7. Mr. Sawant, learned Advocate for the first respondent, has relied on the judgments of the Apex Court in Kalai Prasad Agarwalla and others v. M/s. Bharat Coking Coal Ltd. and others, , Union of India v. United India Insurance Co. Ltd. and others, and Sardul Singh v. Pritam Singh and others, and Municipal Corporation of City of Amravati v. Ashok Ramkrishna Kamble and others, 1994(II) L.L.N. 394 of this Court in support of his contention that if evidence which has come on record entitles the Industrial Court to take a particular view in the matter, merely because there is no pleadings to that effect, the entire evidence should not be discarded. He urges that the Industrial Court has to decide the matter based on the evidence. In my view, these judgments have no application as the pleadings between the parties have to be strictly construed more so when the objection raised for ousting the jurisdiction of the Court was only on a limited issue. The Apex Court in the case of Shankar Chakravarti v. Britannia Biscuit Co. Ltd. and another, , has observed (vide paragraphs 31 and 32) thus :

"31.........Obligation to lead evidence to establish an allegation made by a party is on the party making the allegation. The test would be who would fail if no evidence is led. It must seek an opportunity to lead evidence and lead evidence. A contention to substantiate which evidence is necessary has to be pleaded. If there is no pleading raising a contention there is no question of substantiating such a non-existing contention by evidence. It is well settled that allegation which is not pleaded, even if there is evidence in support of it, cannot be examined because the other side has no notice of it and if entertained it would tantamount to granting an unfair advantage to the first mentioned party. We are not unmindful of the fact that pleadings before such bodies have not to be read strictly, but it is equally true that the pleadings must be such as to give sufficient notice to the other party of the case it is called upon to meet. This view expressed in Tin Printers (Pvt.) Ltd. v.

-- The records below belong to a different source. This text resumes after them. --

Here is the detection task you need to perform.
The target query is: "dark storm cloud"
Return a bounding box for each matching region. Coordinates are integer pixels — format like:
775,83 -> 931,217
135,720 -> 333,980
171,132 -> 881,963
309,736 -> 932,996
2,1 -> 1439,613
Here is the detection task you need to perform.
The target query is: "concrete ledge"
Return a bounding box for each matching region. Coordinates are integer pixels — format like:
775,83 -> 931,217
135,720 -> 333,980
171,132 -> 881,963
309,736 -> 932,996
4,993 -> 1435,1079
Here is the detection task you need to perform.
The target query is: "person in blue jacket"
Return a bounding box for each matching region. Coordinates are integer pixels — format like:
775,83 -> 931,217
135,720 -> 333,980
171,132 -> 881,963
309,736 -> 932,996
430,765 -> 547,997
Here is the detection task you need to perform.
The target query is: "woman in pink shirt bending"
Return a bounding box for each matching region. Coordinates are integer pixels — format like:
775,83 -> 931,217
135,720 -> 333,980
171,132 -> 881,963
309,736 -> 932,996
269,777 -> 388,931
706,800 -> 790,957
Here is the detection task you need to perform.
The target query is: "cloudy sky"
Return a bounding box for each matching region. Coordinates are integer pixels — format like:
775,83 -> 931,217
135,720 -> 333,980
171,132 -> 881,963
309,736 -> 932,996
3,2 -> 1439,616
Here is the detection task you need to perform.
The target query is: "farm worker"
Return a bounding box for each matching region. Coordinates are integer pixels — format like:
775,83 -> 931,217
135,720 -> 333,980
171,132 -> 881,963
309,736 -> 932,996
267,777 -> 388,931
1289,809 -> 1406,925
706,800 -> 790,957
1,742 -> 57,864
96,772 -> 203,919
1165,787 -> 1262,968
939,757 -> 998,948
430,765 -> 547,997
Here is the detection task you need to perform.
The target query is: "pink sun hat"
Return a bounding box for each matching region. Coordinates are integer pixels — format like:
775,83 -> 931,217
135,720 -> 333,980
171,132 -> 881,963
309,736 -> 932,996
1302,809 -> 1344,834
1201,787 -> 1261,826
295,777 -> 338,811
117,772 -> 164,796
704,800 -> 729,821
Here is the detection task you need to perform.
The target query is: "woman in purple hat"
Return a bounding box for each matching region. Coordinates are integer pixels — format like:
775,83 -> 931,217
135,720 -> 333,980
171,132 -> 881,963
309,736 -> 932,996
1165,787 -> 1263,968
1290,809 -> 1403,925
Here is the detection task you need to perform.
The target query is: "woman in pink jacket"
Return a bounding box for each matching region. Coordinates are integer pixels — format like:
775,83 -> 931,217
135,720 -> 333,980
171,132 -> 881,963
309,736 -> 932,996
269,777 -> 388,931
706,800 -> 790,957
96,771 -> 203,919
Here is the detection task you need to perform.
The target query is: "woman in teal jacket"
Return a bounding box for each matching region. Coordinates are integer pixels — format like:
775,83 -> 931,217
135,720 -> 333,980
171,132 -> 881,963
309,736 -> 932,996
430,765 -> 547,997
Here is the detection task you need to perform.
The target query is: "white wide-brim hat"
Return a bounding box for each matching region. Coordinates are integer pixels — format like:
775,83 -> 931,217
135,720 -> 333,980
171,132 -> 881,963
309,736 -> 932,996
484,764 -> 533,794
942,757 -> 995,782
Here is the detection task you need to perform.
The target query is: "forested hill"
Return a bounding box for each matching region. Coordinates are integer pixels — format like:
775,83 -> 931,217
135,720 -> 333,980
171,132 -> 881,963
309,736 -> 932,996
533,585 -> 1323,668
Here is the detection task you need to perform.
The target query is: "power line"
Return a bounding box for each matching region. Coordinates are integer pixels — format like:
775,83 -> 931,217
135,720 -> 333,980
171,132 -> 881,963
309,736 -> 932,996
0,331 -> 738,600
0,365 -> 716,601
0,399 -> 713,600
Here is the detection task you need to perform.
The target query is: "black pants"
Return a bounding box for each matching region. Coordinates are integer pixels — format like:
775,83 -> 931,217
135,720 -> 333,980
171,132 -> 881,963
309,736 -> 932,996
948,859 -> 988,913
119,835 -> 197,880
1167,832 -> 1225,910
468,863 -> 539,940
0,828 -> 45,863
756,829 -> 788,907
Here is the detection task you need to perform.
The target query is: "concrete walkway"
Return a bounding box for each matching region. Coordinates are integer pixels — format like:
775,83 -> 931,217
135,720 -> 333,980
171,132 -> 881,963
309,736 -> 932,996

Industrial Tribunal, 1967(2) Lab.L.J. 677 at p. 680(Punjab), commends to us. The rules of air play demand that where a party seeks to establish a contention which if proved would be sufficient to deny relief to the opposite side, such a contention has to be specifically pleaded and then proved. But if there is no pleading there is no question of proving something which is not pleaded. This is very elementary.

32. Can it for a moment be suggested that this elementary principle does not inform industrial adjudication? The answer must be an emphatic 'no'."

8. It is obvious from the pleadings that the parties went to trial only on the basic issue as to whether the petitioner was not an employee on account of him being supervisor drawing basic salary of more than Rs. 1000/-. Evidence was led on this basis. The petitioner had no knowledge that the jurisdiction of the Court would be ousted on the footing that he was employed in a technical capacity and was drawing basic wages of over Rs. 1000/- and, therefore, not an "employee" under section 3(13) of the 1946 Act. Therefore, the Industrial Court has misdirected itself by no considering this fact. Having held that the petitioner was not a supervisor of men but of machines, the only inference which the Industrial Court ought to have drawn is that the petitioner is an "employee" under the 1946 Act. I have gone through the evidence which was before the Industrial Court with the help of the learned Counsel for both the parties. I find that it is apparent from the evidence that the petitioner was employed as a skilled workman to supervise the working of the machines which, in my view, would not oust him from the scope of section 3(13) of the 1946 Act.

9. For the foregoing reasons, I pass the following order:-

(a) The order of the Industrial Court dated 15th December, 1998 is set aside and the matter is remanded back to the Industrial Court for deciding the same afresh in the light of the observations made in this judgment.

(b) Parties are directed to appear before the Industrial Court on 1st March, 2002.

(c) Industrial Court to dispose of the Complaint latest by 31st August, 2002.

10. Rule accordingly made absolute with no order as to costs.

11. Issuance of certified copy expedited.